Wednesday, July 23, 2014

. . . one of the Founding cooks: Samuel Fraunces





As July draws to a close, we celebrate another of the Founders:  Founding cook Samuel Fraunces.  Fraunces came of mixed Caribbean ancestry which was a familiar strain among the many immigrant lines in the coastal cities of the Colonies.  Fraunces operated taverns in New York and Philadelphia, playing host to George Washington, the Sons of Liberty, and officers of the Continental Line.  From 1791 to 1794, Fraunces served as chief Steward of the President’s House.

From ample evidence in Mount Vernon cookbooks and other sources, we know the Washingtons were fond of hot breads:  waffles, hoe cakes, Lunns, and spoon breads.  3 p.m. was the dinner hour whether Washington was at Mount Vernon or in New York or Philadelphia.  One diarist reports a 3 p.m.  respast of several meats, a vegetable or two, and hot breads washed down by port and Madeira.  Samuel Faunces’s Spoon Bread was no doubt a favorite of America’s favorite General.
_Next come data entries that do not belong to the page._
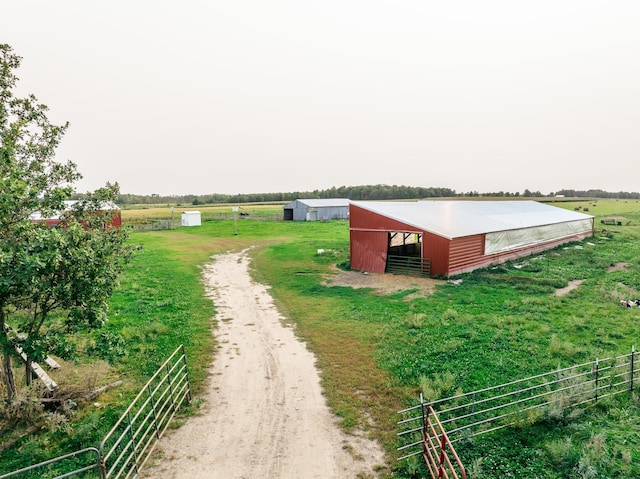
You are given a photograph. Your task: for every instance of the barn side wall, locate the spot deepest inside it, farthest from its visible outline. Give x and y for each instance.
(466, 252)
(368, 250)
(369, 239)
(484, 261)
(437, 250)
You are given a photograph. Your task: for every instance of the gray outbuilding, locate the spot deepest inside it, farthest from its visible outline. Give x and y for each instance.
(317, 209)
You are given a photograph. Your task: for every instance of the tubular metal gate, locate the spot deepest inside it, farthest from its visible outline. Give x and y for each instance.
(408, 265)
(436, 449)
(128, 445)
(486, 410)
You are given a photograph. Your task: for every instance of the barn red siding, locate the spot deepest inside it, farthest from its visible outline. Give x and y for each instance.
(465, 251)
(363, 219)
(369, 251)
(436, 249)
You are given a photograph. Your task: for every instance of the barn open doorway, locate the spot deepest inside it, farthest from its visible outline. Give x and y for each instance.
(405, 244)
(404, 254)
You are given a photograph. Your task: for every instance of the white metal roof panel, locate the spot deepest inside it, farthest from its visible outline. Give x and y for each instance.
(325, 202)
(454, 219)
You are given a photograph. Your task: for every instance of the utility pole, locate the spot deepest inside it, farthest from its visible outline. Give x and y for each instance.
(235, 219)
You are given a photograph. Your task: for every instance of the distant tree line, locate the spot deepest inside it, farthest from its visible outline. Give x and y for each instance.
(356, 193)
(599, 194)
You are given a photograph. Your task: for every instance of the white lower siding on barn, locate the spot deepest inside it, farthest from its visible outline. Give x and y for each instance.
(500, 241)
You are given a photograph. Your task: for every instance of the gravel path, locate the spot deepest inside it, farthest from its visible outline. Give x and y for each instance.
(265, 416)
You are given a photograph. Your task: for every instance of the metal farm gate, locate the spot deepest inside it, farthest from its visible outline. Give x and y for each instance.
(422, 432)
(128, 445)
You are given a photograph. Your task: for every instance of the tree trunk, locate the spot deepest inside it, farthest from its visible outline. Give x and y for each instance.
(28, 374)
(7, 371)
(9, 380)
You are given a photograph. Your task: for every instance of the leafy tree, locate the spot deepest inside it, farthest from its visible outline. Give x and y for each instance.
(53, 281)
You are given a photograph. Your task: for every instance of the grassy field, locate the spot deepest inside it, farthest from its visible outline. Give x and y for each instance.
(376, 351)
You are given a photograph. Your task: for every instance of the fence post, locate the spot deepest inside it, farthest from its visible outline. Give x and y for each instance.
(473, 413)
(633, 354)
(424, 426)
(133, 442)
(186, 368)
(155, 413)
(170, 383)
(597, 377)
(443, 444)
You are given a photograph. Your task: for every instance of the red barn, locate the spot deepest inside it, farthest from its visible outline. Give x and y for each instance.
(452, 237)
(116, 221)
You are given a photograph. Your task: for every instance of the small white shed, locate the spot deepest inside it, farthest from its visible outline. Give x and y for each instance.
(191, 218)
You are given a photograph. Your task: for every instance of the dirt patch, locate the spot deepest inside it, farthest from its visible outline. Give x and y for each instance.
(617, 267)
(383, 284)
(570, 287)
(264, 415)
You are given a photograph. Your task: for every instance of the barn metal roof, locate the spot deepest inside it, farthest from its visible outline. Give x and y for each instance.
(453, 219)
(322, 203)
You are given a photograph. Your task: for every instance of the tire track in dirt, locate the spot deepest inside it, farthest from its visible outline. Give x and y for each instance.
(264, 415)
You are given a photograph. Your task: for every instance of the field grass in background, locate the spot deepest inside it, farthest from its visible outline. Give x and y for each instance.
(376, 351)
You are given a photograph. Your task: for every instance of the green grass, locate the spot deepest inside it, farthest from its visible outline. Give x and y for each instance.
(377, 352)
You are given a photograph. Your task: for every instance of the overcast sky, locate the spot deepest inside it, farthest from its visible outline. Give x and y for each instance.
(236, 96)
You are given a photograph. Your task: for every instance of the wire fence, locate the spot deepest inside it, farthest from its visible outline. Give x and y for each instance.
(524, 401)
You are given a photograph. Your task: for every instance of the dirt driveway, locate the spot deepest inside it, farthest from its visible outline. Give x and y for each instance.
(264, 415)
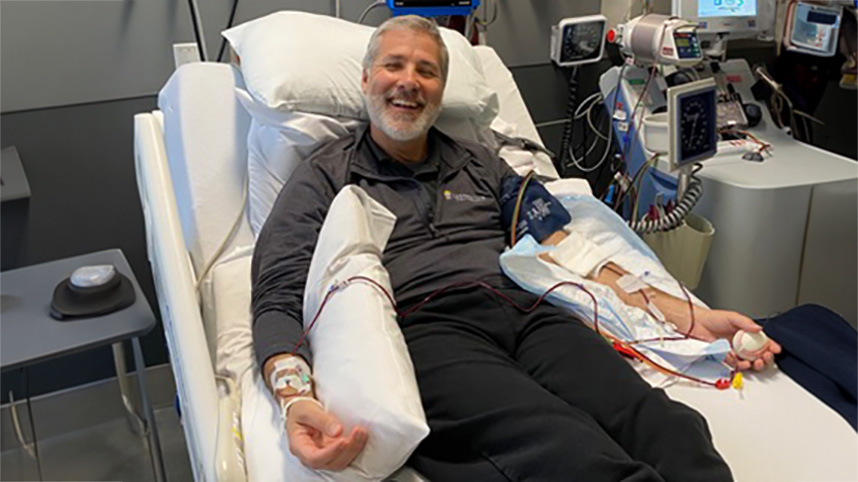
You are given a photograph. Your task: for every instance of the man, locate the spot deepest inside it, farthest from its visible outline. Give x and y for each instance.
(508, 395)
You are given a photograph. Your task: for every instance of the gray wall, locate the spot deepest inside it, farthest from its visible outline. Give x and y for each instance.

Samuel Fraunces’s Spoon Bread

3 cups buttermilk
2 eggs
¾ to 1 cup coarse-ground white corn meal
salt

Prepare a very hot oven (500 if possible)

Have ready a 12 to 14 inch iron skillet with a scant tablespoon of lard or bacon grease

Whisk buttermilk and eggs with a pinch of salt in the top of a double boiler and stir over boiling water until the mix begins to thicken



Place skillet and grease in searing oven and bring skillet to high heat

Stir corn meal into egg and milk mixture and pour into heated skillet.  (mix may spatter)  Reduce heat to 400 and bake for 30 minutes.



Turn out into pretty serving dish, serve with spoons and plenty of butter.



My family loves it with strawberry jam!